Is doing realy well, got it from Roy (@Greenfinger2, thanks mate! )  few months ago only a rooted rhizom without any leaves, he had grown in semy submersed. It was like dormant a few weeks, nothing much did happen.. I thought Ducky? Kwek kwek? Why not?? Duckies need to float and did tie it on the driftwood near the surface in my new tank. It seems to like it up there.. Made 3 leaves and a flower within 6 weeks.





The first leaf didn't like beeing emersed and dried out a bit, the second did a bit better and the thirth realy has no sign of trouble with it and seems addapted to the lesser humidity rather well.. And now it has made a flower too..

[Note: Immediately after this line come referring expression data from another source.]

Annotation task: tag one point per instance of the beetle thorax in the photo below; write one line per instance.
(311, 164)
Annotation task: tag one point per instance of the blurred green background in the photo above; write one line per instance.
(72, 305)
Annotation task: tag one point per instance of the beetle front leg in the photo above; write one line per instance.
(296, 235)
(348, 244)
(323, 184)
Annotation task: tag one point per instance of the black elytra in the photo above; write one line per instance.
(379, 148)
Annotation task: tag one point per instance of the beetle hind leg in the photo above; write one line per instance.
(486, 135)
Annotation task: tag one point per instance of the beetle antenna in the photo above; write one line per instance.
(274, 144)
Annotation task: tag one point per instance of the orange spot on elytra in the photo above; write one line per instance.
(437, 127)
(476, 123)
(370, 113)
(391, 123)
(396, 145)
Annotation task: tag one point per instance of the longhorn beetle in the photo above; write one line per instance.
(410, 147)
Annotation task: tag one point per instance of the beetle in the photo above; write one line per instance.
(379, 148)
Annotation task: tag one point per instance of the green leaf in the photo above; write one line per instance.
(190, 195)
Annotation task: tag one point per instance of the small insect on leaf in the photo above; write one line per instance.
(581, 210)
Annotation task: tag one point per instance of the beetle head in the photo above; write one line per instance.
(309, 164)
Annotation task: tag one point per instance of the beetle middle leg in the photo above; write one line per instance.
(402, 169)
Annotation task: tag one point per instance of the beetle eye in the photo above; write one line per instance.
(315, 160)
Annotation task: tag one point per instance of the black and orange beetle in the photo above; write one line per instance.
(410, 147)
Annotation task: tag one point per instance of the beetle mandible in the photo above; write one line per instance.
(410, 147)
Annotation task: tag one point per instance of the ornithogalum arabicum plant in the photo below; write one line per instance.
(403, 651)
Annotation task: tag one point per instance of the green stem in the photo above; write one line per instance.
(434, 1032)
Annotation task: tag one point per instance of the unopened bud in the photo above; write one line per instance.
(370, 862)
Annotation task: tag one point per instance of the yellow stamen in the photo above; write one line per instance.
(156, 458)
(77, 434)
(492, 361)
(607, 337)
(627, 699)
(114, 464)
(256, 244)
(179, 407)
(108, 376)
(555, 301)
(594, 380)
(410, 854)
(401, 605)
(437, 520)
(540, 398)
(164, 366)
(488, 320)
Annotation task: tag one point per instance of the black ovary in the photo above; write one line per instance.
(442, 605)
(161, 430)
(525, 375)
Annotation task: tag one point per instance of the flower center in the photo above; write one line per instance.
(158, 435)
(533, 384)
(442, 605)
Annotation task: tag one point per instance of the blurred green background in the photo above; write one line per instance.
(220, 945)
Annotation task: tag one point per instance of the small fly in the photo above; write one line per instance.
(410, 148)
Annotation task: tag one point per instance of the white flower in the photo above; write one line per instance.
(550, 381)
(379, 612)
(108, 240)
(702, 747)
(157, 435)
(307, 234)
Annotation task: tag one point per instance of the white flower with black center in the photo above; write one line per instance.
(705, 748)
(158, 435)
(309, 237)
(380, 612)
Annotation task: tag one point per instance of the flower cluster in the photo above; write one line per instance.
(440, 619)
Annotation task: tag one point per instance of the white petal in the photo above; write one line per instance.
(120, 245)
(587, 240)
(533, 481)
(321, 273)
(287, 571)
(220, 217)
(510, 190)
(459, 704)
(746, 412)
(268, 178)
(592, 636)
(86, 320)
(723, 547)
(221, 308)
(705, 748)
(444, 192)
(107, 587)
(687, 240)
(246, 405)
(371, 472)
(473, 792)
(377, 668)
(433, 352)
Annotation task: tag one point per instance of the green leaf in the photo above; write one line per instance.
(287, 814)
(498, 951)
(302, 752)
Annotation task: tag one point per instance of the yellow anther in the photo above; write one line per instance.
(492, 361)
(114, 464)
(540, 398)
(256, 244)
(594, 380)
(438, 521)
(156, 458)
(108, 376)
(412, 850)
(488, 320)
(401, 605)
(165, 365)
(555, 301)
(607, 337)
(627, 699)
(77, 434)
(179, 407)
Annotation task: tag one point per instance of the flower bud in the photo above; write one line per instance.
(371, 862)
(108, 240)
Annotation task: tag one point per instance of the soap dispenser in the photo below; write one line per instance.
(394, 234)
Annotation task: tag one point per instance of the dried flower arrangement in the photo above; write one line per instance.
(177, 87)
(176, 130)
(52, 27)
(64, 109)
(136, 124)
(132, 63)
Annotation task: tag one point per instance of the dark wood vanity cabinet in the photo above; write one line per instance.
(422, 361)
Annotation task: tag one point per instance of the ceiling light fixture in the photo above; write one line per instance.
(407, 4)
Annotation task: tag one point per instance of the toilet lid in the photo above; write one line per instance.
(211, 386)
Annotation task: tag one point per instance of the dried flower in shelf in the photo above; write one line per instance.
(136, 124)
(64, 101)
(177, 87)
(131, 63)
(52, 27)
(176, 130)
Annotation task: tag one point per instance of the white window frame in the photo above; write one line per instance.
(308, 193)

I searched for A. Barteri Ducky.. But i couldn't find any specific info on the origin of Ducky.. Does anybody know a bit more about this variant, why is it different than other a. barteri?? Is it realy called ducky because of it's eas to grow emersed. I have nana's in the same condition not doing so great and are much slower. ??


----------



## Greenfinger2 (28 Jan 2016)

Hi Marcel,  Ducky is doing well mate congratulations on the flower  Like you I could not find much info on the new plant.


----------



## darren636 (28 Jan 2016)

One of us is quite mad.


----------



## darren636 (28 Jan 2016)

And your avatar is quite possibly the scariest thing I've ever seen.


----------



## zozo (28 Jan 2016)

darren636 said:


> And your avatar is quite possibly the scariest thing I've ever seen.



Lol, that's only the smallest Wabi Kusa i ever made.. Scary??


----------



## Greenfinger2 (28 Jan 2016)

Hi Marcel, Its a little stunner


----------



## Ryan Thang To (28 Jan 2016)

hahaa


----------



## PARAGUAY (1 Feb 2016)

Is it the Yorkshire "ducky/ducks" variety


----------



## zozo (1 Feb 2016)

I have no clue, it came to me as only ducky.. It came from Greenfinger, he's from london, so the chances it's a UK variety are present. But Roy also doesn't know and couldn't find any info..
I realy don't know, till now i wasn't able to  find any information about any ducky.. It grows and flowers happily, added some extra micros and it's color improved and flower got longer within a few days..




It's like some nursery said "Eureka we have made a Ducky!?" launched it on the market but forgot to tell the world what it is, other than just a Barterii and hide the rest of the information..


----------